Daniele De Luca et al. ISME J. 2021 Jul.

Abstract

Marine protists have traditionally been assumed to be lowly diverse and cosmopolitan. Yet, several recent studies have shown that many protist species actually consist of cryptic complexes of species whose members are often restricted to particular biogeographic regions. Nonetheless, detection of cryptic species is usually hampered by sampling coverage and application of methods (e.g. phylogenetic trees) that are not well suited to identify relatively recent divergence and ongoing gene flow. In this paper, we show how these issues can be overcome by inferring phylogenetic haplotype networks from global metabarcoding datasets.
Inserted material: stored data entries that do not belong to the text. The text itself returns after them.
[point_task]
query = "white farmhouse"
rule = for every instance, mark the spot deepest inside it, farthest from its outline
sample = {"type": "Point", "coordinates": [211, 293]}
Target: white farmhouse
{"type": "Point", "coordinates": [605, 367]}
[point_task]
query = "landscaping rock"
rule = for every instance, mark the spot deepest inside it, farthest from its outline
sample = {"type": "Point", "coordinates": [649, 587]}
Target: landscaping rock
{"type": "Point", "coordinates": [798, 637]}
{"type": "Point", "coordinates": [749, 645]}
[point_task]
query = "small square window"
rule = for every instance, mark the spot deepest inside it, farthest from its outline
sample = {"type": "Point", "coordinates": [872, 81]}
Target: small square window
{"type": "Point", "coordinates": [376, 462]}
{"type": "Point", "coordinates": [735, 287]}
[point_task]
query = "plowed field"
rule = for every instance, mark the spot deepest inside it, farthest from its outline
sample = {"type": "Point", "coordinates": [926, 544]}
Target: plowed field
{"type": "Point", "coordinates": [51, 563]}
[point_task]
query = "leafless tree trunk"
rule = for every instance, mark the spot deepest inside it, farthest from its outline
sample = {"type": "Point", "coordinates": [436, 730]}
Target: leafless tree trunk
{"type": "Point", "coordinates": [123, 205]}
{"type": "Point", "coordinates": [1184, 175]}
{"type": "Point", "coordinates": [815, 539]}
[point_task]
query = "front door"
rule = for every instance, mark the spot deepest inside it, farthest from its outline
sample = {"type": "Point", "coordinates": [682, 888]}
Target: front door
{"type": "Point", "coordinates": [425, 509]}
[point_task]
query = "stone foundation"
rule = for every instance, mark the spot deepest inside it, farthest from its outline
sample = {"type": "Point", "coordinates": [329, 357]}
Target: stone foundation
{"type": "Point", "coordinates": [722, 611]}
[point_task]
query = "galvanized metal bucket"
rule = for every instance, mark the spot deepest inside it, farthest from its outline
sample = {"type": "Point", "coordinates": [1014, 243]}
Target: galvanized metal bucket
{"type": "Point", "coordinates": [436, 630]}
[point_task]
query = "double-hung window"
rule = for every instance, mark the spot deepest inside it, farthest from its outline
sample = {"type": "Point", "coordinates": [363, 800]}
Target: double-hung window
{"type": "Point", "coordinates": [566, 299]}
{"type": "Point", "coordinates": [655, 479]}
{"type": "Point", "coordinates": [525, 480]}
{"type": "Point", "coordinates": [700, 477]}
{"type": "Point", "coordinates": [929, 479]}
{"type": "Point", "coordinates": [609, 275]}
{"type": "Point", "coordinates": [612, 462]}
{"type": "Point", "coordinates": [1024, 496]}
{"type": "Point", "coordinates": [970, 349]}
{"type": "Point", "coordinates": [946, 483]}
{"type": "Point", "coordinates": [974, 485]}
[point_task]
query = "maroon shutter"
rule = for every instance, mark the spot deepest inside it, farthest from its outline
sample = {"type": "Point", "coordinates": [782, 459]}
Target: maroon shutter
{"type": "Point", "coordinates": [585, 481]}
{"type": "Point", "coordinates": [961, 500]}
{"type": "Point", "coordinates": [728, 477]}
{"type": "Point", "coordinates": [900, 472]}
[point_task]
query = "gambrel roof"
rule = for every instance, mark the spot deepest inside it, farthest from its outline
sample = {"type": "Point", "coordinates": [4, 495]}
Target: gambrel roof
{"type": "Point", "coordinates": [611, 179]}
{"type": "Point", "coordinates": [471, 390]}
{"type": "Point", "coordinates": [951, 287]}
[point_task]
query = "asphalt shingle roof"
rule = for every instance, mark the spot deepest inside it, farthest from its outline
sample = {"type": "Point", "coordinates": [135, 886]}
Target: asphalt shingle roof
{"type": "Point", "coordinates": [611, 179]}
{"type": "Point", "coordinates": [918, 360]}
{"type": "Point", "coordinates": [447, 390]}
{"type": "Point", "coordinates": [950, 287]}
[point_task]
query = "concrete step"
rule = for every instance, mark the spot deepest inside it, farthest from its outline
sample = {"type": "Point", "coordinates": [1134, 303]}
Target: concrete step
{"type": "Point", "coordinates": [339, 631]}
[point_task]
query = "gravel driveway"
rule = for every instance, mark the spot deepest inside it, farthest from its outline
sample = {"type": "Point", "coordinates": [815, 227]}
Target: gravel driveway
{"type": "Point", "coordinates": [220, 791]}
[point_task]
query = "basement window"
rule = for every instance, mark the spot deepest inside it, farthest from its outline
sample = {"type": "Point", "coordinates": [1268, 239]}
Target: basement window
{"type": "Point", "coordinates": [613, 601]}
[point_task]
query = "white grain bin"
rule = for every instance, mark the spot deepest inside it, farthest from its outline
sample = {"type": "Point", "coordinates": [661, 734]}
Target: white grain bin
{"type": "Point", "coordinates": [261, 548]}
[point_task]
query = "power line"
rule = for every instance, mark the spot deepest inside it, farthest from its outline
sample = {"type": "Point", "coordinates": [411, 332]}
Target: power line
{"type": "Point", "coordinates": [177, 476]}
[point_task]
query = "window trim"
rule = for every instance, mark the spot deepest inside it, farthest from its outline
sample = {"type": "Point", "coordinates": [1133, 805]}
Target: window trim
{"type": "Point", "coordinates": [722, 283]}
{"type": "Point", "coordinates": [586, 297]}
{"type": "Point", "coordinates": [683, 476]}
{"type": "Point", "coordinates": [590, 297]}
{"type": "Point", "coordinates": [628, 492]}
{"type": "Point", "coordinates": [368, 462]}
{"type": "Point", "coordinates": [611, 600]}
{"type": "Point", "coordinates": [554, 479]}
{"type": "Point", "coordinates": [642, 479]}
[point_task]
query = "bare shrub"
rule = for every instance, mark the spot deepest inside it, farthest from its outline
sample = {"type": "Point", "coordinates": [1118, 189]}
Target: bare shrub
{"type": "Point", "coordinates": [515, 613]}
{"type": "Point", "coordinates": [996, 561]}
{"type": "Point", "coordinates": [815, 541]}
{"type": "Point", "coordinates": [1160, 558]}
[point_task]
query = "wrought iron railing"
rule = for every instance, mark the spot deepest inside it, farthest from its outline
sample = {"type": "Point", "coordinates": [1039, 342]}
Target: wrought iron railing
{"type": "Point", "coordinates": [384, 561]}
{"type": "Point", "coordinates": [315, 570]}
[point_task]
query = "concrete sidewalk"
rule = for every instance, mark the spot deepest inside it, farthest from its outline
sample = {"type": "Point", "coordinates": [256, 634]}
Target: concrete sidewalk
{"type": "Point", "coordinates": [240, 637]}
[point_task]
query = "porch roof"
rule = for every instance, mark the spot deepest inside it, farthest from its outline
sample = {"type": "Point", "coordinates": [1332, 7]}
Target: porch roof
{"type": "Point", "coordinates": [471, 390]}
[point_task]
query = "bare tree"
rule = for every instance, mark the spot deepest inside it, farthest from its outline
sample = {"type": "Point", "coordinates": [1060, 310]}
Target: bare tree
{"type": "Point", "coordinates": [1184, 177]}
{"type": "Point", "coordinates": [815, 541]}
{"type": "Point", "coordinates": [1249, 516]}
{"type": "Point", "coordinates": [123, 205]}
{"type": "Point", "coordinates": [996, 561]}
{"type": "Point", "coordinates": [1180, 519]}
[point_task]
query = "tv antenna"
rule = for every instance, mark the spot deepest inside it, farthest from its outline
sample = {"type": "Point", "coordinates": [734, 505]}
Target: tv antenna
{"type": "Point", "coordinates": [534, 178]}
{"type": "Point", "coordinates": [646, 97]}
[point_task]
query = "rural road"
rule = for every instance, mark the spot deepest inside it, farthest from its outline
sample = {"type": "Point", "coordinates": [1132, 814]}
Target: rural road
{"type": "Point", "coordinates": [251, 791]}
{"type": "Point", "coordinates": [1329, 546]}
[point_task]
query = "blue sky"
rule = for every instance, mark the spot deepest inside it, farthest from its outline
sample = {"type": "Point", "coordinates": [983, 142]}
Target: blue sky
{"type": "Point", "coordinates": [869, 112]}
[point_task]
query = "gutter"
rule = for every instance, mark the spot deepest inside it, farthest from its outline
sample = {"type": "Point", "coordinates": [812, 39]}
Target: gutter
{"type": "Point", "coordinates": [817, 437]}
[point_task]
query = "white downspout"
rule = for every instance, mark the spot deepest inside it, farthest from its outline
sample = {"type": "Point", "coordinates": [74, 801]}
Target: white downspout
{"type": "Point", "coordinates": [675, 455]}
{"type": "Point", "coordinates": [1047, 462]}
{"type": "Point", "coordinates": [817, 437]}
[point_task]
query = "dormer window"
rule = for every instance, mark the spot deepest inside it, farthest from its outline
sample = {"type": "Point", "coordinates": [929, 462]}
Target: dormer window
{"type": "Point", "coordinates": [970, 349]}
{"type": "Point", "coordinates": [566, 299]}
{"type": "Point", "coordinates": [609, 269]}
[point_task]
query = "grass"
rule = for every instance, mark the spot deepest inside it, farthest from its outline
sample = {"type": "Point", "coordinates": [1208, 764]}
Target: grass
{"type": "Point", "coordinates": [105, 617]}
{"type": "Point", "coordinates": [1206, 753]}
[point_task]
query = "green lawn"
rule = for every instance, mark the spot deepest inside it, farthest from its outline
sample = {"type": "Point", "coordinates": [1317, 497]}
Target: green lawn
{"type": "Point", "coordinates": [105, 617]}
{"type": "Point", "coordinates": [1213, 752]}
We use the Chaetoceros curvisetus (Bacillariophyta) species complex as study case. Using two complementary metabarcoding datasets (Ocean Sampling Day and Tara Oceans), we equally resolve the cryptic complex in terms of number of inferred species. We detect new hypothetical species in both datasets. Gene flow between most of species is absent, but no barcoding gap exists. Some species have restricted distribution patterns whereas others are widely distributed. Closely related taxa occupy contrasting biogeographic regions, suggesting that geographic and ecological differentiation drive speciation. In conclusion, we show the potential of the analysis of metabarcoding data with evolutionary approaches for systematic and phylogeographic studies of marine protists.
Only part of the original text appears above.